Now you will learn about relative frequency, which is closely related to the law of large numbers.

You have previously learned that the probability of getting a five when you roll a die is $\frac{1}{6}$. But how do you really know it’s exactly $\frac{1}{6}$?

If you roll a die 12 times, you may not get a five exactly one sixth of the time. After 12 throws that would be

$$12\cdot \frac{1}{6}=\frac{12}{6}=2$$

times. You may get five fives, three fives, or maybe no fives.

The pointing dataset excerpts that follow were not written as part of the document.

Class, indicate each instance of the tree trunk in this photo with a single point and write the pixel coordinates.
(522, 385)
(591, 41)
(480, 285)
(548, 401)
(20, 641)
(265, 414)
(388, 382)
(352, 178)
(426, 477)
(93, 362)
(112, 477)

To get an answer as to why we say the probability of getting a five when you roll a die is $\frac{1}{6}$, you need to learn two new concepts: relative frequency and simulation.

Relative Frequency

Imagine rolling a die 12 times and writing down how many fives you get. The relative frequency is the ratio of how many fives you got (number of favorable outcomes), to how many times you rolled the die (number of trials). If you got three fives, the relative frequency is

$$\frac{3}{12}=\frac{1}{4}=0.25$$

This is a lot more than you expected, which was $\frac{1}{6}$. So let’s look at why.

The relative frequency of getting a five when rolling a die does not need to be the same as the probability ($\frac{1}{6}\ne \frac{1}{4}$). But if you roll a die a lot of times, for example $100000$ or $1000000$ times, the relative frequency of getting a five will be just about the same as the probability of getting a five.

Note! The relative frequency approaches the probability when the number of trials becomes very large!

Law of Large Numbers

The average age of people in the US is about 38 years old. You decide to personally ask a bunch of people how old they are. After you ask each person, you calculate the average age of the people you have asked so far. How many people do you have to ask before you get 38 years old as the average? Maybe it’s sometimes sufficient to ask five people. But what if the five you asked are all a group of friends in junior high? Then you will certainly not find the average age of the population to be 38 years old.

It makes sense that the answer is 38 if you just ask enough people. But how many are enough?

This is what the law of large numbers has something to say about.

Unless you are investigating something very unlikely, then somewhere between $1000$ and $10000$ trials will be enough. It would be difficult to ask $10000$ random people in the US about their age and not get an average very close to 38.

Below, I made a graph of the relative frequency of getting a five when rolling a die. The $x$-axis shows the number of throws, which is the number of trials, and the $y$-axis displays the relative frequency for getting a five. The black line through the middle illustrates the theoretical probability of getting a five when rolling one die, which should always be $\frac{1}{6}.$

You can see from the figure that after approximately $1500$ throws, the blue relative frequency has stabilized very close to the actual probability in black.

Next, let’s look at some examples where it’s important to know the law of large numbers.

Simulation

Rolling a die $1000000$ times to see how many fives you get would be quite tiring and very time consuming. But if you did, you would end up getting about $166667$ fives. That would be a relative frequency of $\frac{166667}{1000000}\approx \frac{1}{6}$, and you can see that this is exactly the same as the probability of getting a five!

To avoid having to roll a die $1000000$ times, you can do a simulation instead, using a computer program to do the experiment for you.

Simulating means that we are imitating an experiment from reality on a computer. We can mimic dice rolls on the computer, rolling a virtual die many, many times over a short period of time. In this way, you’re then able to see what the probability of an event is, with the computer’s help. The computer calculates the relative frequency for such a large $N$ that the relative frequency becomes the same as the probability.

Computers are a very important tool when working with probability.